How Web Services Function
The SAP NW Application Server supports the providing and consuming of Web Services. It does this using Web Services standards: XML, SOAP, the Web Service Definition Language (WSDL), and Universal Description, Discovery, and Integration (UDDI).
SOAP is a general format for XML messages. Different transport protocols can be included in this format. Using WSDL, you describe the actual interface of your Web service, which consists of method names and input and output messages. At runtime, the message are packed using SOAP and transferred in this form.
UDDI is a type of address service for Web Services. There you will find published the basic data you need to call a Web service. As a Web service provider, you can publish your services there.

If you wish to provide a certain function written in ABAP as a Web service, you can wrap this using a Web service. This is the so-called inside-out approach.
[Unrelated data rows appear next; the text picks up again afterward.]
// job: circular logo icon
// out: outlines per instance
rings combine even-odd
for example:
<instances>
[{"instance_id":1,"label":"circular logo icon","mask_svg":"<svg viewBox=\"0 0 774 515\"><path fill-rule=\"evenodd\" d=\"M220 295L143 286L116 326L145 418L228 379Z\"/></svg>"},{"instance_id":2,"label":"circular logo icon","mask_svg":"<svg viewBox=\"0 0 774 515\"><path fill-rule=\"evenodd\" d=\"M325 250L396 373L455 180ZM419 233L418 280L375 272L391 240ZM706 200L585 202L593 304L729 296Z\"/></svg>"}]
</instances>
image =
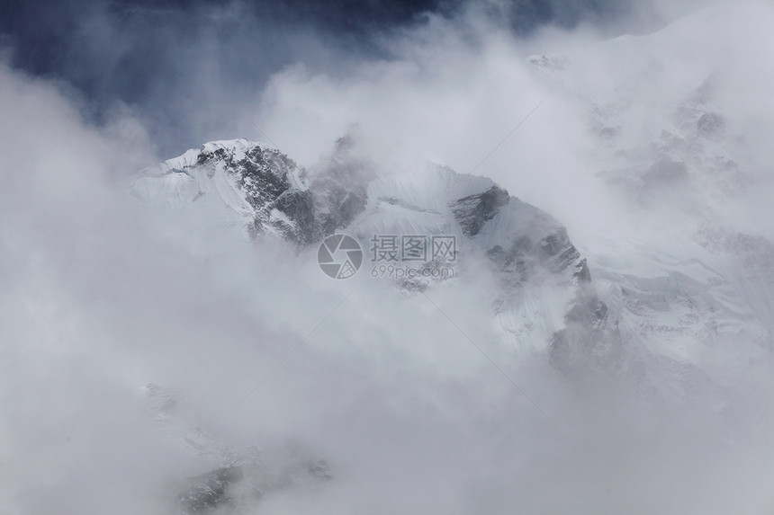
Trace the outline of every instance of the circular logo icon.
<instances>
[{"instance_id":1,"label":"circular logo icon","mask_svg":"<svg viewBox=\"0 0 774 515\"><path fill-rule=\"evenodd\" d=\"M349 279L363 264L363 249L352 236L332 235L320 244L317 262L325 275L333 279Z\"/></svg>"}]
</instances>

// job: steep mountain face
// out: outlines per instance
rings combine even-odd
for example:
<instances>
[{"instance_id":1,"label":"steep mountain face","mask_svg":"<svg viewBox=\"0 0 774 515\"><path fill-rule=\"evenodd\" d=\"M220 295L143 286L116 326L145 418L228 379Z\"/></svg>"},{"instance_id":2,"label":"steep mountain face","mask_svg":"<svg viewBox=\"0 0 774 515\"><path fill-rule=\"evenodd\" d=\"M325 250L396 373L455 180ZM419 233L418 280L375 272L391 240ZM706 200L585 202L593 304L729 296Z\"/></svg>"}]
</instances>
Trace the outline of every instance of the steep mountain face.
<instances>
[{"instance_id":1,"label":"steep mountain face","mask_svg":"<svg viewBox=\"0 0 774 515\"><path fill-rule=\"evenodd\" d=\"M596 306L592 324L605 319L586 260L550 215L489 179L435 164L377 177L373 164L351 156L352 145L339 140L327 162L307 171L260 143L211 142L143 171L132 192L193 217L238 225L249 237L275 236L301 248L337 231L354 235L364 251L377 235L452 236L456 254L428 254L410 263L420 273L393 279L423 291L442 279L421 271L446 267L454 275L467 256L481 255L500 285L492 292L493 315L514 348L544 351L565 317L577 317L590 303ZM384 264L398 263L374 256L364 266Z\"/></svg>"},{"instance_id":2,"label":"steep mountain face","mask_svg":"<svg viewBox=\"0 0 774 515\"><path fill-rule=\"evenodd\" d=\"M483 263L496 285L490 292L490 312L503 344L546 353L558 370L566 371L575 347L614 342L586 260L553 217L489 179L436 164L377 175L375 166L351 155L352 145L339 140L328 161L307 171L260 143L211 142L143 171L131 191L145 202L238 226L250 238L284 239L310 256L317 255L316 244L326 236L348 234L364 253L372 253L360 273L403 265L418 271L384 275L410 295L455 280ZM454 249L410 262L380 261L371 247L384 236L451 237ZM450 273L429 273L440 269ZM324 461L307 455L278 465L281 470L267 469L266 457L232 449L187 426L176 401L162 402L173 399L172 394L151 386L148 395L160 422L186 435L185 447L210 470L181 485L180 504L187 512L249 503L284 485L332 477Z\"/></svg>"},{"instance_id":3,"label":"steep mountain face","mask_svg":"<svg viewBox=\"0 0 774 515\"><path fill-rule=\"evenodd\" d=\"M251 237L274 235L311 244L363 210L364 187L356 175L364 170L357 163L340 164L346 146L338 142L330 173L310 180L275 148L245 139L213 141L142 172L131 191L172 208L196 203L199 211L240 226Z\"/></svg>"}]
</instances>

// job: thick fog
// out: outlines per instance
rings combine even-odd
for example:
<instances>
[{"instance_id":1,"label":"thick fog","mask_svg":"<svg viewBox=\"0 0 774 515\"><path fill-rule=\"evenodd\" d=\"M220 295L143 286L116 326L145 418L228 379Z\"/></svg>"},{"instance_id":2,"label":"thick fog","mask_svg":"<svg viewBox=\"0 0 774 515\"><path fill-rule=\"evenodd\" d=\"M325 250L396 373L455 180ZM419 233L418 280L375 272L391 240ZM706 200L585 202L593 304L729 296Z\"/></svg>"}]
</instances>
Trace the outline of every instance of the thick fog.
<instances>
[{"instance_id":1,"label":"thick fog","mask_svg":"<svg viewBox=\"0 0 774 515\"><path fill-rule=\"evenodd\" d=\"M98 116L67 81L0 65L0 512L179 512L182 482L217 465L154 416L150 383L175 392L181 427L235 452L330 465L245 513L774 512L770 349L707 350L706 375L679 383L691 395L649 403L625 377L505 345L473 258L427 296L332 280L316 248L202 226L129 187L206 139L268 136L313 167L350 135L379 173L430 160L492 178L564 225L592 277L603 253L635 259L610 242L669 252L717 225L770 240L770 4L633 4L524 33L503 4L472 3L374 30L365 49L290 23L271 32L293 49L275 61L251 35L270 24L212 9L184 23L227 13L230 32L157 34L186 72ZM89 20L104 58L137 44ZM728 175L620 178L710 90ZM613 143L595 108L614 113Z\"/></svg>"}]
</instances>

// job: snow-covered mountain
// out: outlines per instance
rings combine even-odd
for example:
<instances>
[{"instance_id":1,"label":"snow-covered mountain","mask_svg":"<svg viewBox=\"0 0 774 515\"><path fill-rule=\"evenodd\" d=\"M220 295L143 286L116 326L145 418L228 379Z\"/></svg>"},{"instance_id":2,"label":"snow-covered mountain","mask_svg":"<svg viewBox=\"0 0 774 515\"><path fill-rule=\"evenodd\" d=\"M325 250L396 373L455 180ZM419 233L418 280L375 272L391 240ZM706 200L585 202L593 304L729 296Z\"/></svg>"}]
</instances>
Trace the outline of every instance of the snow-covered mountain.
<instances>
[{"instance_id":1,"label":"snow-covered mountain","mask_svg":"<svg viewBox=\"0 0 774 515\"><path fill-rule=\"evenodd\" d=\"M366 254L376 235L453 236L452 258L412 263L447 267L451 277L394 278L396 288L431 293L483 266L492 287L482 323L513 360L539 356L580 383L615 377L646 405L705 403L722 417L734 413L734 382L755 381L774 350L774 244L724 215L765 173L716 98L716 71L692 70L645 113L642 102L670 76L662 76L663 63L681 31L711 15L527 59L547 89L586 106L596 179L646 221L623 234L573 243L518 191L434 164L385 171L356 157L348 138L309 170L261 143L211 142L143 171L131 191L210 226L284 240L310 259L335 233L354 236ZM621 56L636 64L595 73L620 67ZM213 474L236 462L212 462ZM298 470L294 477L304 475Z\"/></svg>"}]
</instances>

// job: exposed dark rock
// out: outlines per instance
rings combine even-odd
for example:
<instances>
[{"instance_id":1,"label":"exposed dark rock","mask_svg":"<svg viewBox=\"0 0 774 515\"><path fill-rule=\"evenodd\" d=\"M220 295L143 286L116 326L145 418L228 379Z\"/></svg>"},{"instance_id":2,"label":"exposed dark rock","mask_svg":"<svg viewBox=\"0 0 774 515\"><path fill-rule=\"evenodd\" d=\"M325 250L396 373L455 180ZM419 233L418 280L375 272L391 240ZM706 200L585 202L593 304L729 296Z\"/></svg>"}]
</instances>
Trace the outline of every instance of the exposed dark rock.
<instances>
[{"instance_id":1,"label":"exposed dark rock","mask_svg":"<svg viewBox=\"0 0 774 515\"><path fill-rule=\"evenodd\" d=\"M510 201L508 191L492 186L483 193L463 197L450 204L454 218L463 229L463 234L472 237L479 234L482 226L492 219L500 209Z\"/></svg>"}]
</instances>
With it, you can make an existing standard interface (for example, a function module) accessible as a Web service using tools and wizards.
If you wish to call a Web service from within an ABAP program, you can also have a proxy class created using the tools on the basis of the WSDL description of the respective Web service. It is of no significance how the Web service was implemented on the server side. The client proxy takes care of the technical aspects – such as creating a SOAP message, the transport layer, or security settings. It encapsulates the communication therefore. The developer of the client application can thus concentrate on the creation of business functions.

Here you can provide one and the same function in different Web services. Web services provide an implementation abstraction. This means that. for a Web service, you fill certain input parameters of a function with default values and, in another Web service, provide the same function with all its parameters. For example, the customer of a Web shop for a textile manufacturer does not wish to be bothered with internal posting details for his or her order. In such a case, the Web service solution would be to fill certain parameters – for example, the company code – with default values already on the Web service provider side, and to provide the Web service client only with parameters that he or she can actually specify. A department store, on the other hand, would like to provide its order with the same manufacturer with a wider range of business posting data. The Web service with all input values for the function behind it has been designed for this purpose.